Sean Berry wrote:
A few years back I needed to get information about the weather based on
zip code. I used to use weather.com but they fixed the hole. They made any
port 80 request forward to another address, which in turn forwarded you to
the original request. So if you west to www.weather.com, it would forward
you to www2.weather.com, then back to www.weather.com. The index page at
www.weather.com would then check the referrer to see if it came from
www2.weather.com. If the referrer was correct, then you got the page
content. If it was wrong, there was no page.
Similarly, www2.weather.com would check to see that the referrer was
www.weather.com... so there was no way around it.

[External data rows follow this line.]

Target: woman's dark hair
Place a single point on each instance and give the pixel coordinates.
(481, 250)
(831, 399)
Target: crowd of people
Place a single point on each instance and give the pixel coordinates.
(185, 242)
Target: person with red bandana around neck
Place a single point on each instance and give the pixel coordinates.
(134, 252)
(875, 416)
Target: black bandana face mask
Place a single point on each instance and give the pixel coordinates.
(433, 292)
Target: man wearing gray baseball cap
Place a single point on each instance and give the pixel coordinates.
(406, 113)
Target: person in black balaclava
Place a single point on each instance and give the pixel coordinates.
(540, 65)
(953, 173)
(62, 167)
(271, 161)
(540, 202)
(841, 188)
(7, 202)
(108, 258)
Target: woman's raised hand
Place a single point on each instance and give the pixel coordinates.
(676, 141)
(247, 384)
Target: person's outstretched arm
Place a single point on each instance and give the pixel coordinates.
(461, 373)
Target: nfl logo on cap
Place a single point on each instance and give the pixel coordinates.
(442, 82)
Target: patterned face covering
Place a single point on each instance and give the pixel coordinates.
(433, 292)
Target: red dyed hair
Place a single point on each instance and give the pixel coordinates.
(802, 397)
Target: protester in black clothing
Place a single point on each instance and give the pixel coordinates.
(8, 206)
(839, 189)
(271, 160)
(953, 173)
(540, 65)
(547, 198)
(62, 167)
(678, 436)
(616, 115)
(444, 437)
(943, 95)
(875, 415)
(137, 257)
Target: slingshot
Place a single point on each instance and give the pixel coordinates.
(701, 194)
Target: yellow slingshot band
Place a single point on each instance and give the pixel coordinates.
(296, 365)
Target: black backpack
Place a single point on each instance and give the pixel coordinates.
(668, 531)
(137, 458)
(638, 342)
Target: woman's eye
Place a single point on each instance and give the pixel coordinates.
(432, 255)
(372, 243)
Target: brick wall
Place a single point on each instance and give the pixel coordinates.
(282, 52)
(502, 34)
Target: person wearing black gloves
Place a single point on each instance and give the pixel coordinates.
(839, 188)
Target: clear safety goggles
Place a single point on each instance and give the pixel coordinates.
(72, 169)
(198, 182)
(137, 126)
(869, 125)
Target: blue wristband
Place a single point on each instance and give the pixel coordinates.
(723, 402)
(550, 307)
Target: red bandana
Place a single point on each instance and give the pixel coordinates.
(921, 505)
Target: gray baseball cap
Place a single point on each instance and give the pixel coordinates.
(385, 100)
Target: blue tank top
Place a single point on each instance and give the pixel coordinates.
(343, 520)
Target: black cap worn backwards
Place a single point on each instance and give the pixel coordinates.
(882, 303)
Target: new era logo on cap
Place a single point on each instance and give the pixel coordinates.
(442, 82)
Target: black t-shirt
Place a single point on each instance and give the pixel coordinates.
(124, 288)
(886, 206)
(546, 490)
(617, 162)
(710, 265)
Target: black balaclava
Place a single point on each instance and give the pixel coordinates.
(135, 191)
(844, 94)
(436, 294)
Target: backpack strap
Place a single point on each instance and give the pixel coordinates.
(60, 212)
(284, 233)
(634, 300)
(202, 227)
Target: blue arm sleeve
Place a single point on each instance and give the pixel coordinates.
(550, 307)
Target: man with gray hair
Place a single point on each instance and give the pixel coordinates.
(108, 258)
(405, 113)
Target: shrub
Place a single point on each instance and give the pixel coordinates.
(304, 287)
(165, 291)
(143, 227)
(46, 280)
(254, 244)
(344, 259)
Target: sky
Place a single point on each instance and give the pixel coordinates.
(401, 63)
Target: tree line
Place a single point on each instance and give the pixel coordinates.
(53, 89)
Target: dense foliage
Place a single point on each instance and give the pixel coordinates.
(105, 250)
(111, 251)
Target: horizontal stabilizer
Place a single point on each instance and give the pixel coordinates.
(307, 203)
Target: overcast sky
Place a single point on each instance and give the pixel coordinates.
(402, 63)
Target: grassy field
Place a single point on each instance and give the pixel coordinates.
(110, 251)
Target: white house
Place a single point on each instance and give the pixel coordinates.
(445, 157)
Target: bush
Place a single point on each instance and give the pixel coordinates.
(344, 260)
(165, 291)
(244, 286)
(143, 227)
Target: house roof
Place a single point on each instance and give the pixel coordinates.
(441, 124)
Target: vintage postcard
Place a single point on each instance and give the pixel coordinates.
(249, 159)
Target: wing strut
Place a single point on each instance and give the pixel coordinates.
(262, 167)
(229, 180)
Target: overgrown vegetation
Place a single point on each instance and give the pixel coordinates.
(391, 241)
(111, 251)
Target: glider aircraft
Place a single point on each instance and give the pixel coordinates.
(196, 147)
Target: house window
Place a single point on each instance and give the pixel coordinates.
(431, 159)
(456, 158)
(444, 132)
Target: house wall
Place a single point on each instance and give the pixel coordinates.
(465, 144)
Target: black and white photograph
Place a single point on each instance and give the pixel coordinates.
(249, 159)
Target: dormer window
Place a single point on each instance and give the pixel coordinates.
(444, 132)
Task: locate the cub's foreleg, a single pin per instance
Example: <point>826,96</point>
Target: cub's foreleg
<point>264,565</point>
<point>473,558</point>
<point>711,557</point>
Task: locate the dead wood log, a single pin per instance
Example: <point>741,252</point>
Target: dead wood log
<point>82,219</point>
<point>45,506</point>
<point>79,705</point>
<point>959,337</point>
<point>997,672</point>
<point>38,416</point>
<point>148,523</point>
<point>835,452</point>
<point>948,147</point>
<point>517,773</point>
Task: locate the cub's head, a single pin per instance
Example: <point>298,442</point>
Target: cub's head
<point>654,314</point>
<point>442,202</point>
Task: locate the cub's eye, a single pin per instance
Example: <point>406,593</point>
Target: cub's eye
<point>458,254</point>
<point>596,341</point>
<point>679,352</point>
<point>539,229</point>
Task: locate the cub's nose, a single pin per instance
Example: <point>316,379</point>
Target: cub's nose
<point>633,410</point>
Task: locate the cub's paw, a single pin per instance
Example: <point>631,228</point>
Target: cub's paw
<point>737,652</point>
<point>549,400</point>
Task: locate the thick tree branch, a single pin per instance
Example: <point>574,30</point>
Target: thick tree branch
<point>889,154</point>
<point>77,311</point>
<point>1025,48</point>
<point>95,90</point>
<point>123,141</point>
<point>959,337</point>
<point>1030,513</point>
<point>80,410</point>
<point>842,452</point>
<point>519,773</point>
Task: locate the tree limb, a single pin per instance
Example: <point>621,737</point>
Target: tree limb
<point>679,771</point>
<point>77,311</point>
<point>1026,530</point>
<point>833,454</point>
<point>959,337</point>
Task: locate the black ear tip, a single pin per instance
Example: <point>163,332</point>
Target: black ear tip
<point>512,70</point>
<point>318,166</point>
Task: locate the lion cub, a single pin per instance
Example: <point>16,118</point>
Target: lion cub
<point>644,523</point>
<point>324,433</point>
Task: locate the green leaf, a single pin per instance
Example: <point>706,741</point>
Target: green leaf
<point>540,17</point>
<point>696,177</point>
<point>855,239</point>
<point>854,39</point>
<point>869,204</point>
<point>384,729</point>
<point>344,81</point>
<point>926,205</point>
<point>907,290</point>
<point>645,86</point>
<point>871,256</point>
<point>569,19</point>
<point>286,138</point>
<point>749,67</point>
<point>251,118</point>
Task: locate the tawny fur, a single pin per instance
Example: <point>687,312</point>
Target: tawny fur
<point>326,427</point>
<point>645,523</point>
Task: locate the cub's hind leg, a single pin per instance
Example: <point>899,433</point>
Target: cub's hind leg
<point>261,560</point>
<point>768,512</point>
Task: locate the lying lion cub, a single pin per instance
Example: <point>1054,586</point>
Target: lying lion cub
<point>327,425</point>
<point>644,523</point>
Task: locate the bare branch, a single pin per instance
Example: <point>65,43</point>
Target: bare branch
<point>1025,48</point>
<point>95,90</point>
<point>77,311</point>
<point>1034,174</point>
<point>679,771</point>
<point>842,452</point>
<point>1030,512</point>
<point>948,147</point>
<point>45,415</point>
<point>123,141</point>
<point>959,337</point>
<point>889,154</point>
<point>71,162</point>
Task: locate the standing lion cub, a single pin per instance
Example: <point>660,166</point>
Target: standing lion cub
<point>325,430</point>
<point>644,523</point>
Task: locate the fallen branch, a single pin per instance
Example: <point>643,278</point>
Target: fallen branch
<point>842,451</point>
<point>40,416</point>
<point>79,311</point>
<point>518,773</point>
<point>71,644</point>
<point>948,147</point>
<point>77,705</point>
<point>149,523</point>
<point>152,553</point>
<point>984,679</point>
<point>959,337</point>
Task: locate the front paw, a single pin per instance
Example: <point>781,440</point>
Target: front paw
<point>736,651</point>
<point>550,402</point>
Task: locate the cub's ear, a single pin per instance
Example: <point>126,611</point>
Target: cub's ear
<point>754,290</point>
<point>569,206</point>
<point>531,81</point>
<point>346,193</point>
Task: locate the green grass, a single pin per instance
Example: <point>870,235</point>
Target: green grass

Au contraire, monsieur... there is no reason I can't set the referrer
header (using httplib).
I use another method to protect my programs... but it still does the same
thing ultimatly... stops people from using my programs.
It is a level of discouragement, and may be sufficient to stop the
simplest of abuses, but the reality is that, given enough work, one can have
their Python program recreate any HTTP transaction or series of transactions
needed. If you want to redirect me to a dynamically generated URL, fine...
I'll read the Location header and go there, if you want to set a cookie
there, fine, I'll read the Set-Cookie header, set it, then return it to you,
just as a browser does. If you want to check the User-Agent, I can send
headers that look exactly like what MSIE or any other browser would send.
You can make it difficult, no doubt, and doing so may be a wise thing to do,
but it is wrong to say that just becasue A sends you to B, and B refers you
back to A, there is no way around it.
I am currently doing exactly this sort of thing, but not to abuse
others' work. We pay for a service where data is published on a web site. We
need to get at this data several times an hour, 24X7. There is a login page,
and one or more HTML forms that must be filled out and submitted, and
cookies set and checked to get to the pages that contain the data we need.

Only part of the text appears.